The specialty retailer of apparel, footwear and accessories reported revenue of $573.6 million, up 26.6% from $453 million in the prior year quarter. The same store sales declined by 3.5%, with 3.9% decrease in the same store sales of Talbots brand. During the first quarter, the company opened 18 new stores including eight Talbots brand stores and 10 J. Jill stores.

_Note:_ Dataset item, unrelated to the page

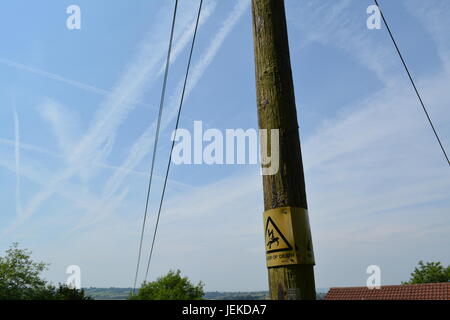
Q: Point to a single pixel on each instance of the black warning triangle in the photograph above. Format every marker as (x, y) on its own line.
(275, 240)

The firm anticipates that its fiscal 2007 earnings per share will be in the range of 70 cents to 80 cents.

 
This summary is based on the first quarter fiscal 2007 earnings call conducted by The Talbots Inc. (TLB: chart) on May 23, 2007.

Chairman of the Board, President and Chief Executive Officer: Arnold B. Zetcher

Senior Vice President, Finance, Chief Financial Officer & Treasurer: Edward L. Larsen

President of the J. Jill brand: Philip H. Kowalczyk

Executive Vice President, Chief Merchandising Officer: Harold B. Bosworth

Key Investors Issues

- Including acquisition related costs, earnings per share was 10 cents.
- Quarterly revenue grew 26.6% to $573.6 million.
- The firm paid a cash dividend of 13 cents in the first quarter.

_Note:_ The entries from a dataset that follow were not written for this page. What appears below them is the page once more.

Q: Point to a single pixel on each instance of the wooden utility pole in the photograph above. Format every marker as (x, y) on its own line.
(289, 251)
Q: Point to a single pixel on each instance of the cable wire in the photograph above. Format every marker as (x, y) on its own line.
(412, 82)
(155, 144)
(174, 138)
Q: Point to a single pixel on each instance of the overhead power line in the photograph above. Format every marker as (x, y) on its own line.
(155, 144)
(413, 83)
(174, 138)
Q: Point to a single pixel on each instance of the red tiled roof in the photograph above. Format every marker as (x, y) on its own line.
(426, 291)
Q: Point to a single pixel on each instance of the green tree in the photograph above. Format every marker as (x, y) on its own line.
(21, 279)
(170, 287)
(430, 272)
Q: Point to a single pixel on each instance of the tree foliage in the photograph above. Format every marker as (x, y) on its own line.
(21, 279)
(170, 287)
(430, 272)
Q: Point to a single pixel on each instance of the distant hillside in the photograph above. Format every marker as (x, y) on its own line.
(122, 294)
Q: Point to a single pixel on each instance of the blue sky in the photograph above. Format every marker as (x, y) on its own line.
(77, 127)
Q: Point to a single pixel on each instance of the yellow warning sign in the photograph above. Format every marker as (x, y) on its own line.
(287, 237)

First Quarter Fiscal 2007 Financial Highlights

Net income for the first quarter was $5.2 million or 10 cents per share on a reported basis.

This includes acquisition related costs and adjustments of approximately 13 cents per share. Excluding the acquisition related costs, earnings per diluted share were 23 cents for the combined company. This combined company result includes a first quarter loss for the J. Jill brand of 9 cents per share, and a profit for the Talbots brand of 32 cents per share, compared to 51 cents reported last year for the Talbots only brand.

Total consolidated sales for the quarter were $573.6 million.

By brand, retail store sales were $387.4 million for Talbots compared to $384.9 million last year, and were $80.6 million for J. Jill. Consolidated direct marketing sales were $105.6 million including catalog and Internet.

Total company comparable store sales declined 3.5% for the thirteen-week period. By brand comparable store sales for Talbots decreased 3.9%. For the J. Jill brand, comparable store sales decreased 1.2% in the period.

The cost of sales, buying and occupancy was 62.7% of net sales versus 60.1% of net sales last year.

This represents a 260 basis point deterioration in gross margin all due to increased markdowns.

Selling, general and administrative expenses in the first quarter were $197 million at 34.3% of net sales versus $136 million and 29.9% of net sales last year in the Talbots only brand.

Of this 440 basis point increase, 190 basis points represent acquisition-related costs and adjustments, and the balance reflects J. Jill SG&A spending at a higher level than Talbots. J. Jill is not in last year’s SG&A numbers as the acquisition was effective on May 3rd, 2006, the beginning of the second quarter.

The firm ended the first quarter with a consolidated operating income of $17 million and earnings per share of 10 cents.

While the bottom-line performance is in line with revised expectations, the firm is well below its first quarter plan. This was due principally to two factors, a shortfall of approximately $41 million versus plan in sales and a resultant effect of much higher than planned markdown inventories taken at deeper discounts.

Net interest expense for the quarter was $9.3 million versus $1.4 million last year for the Talbots only brand.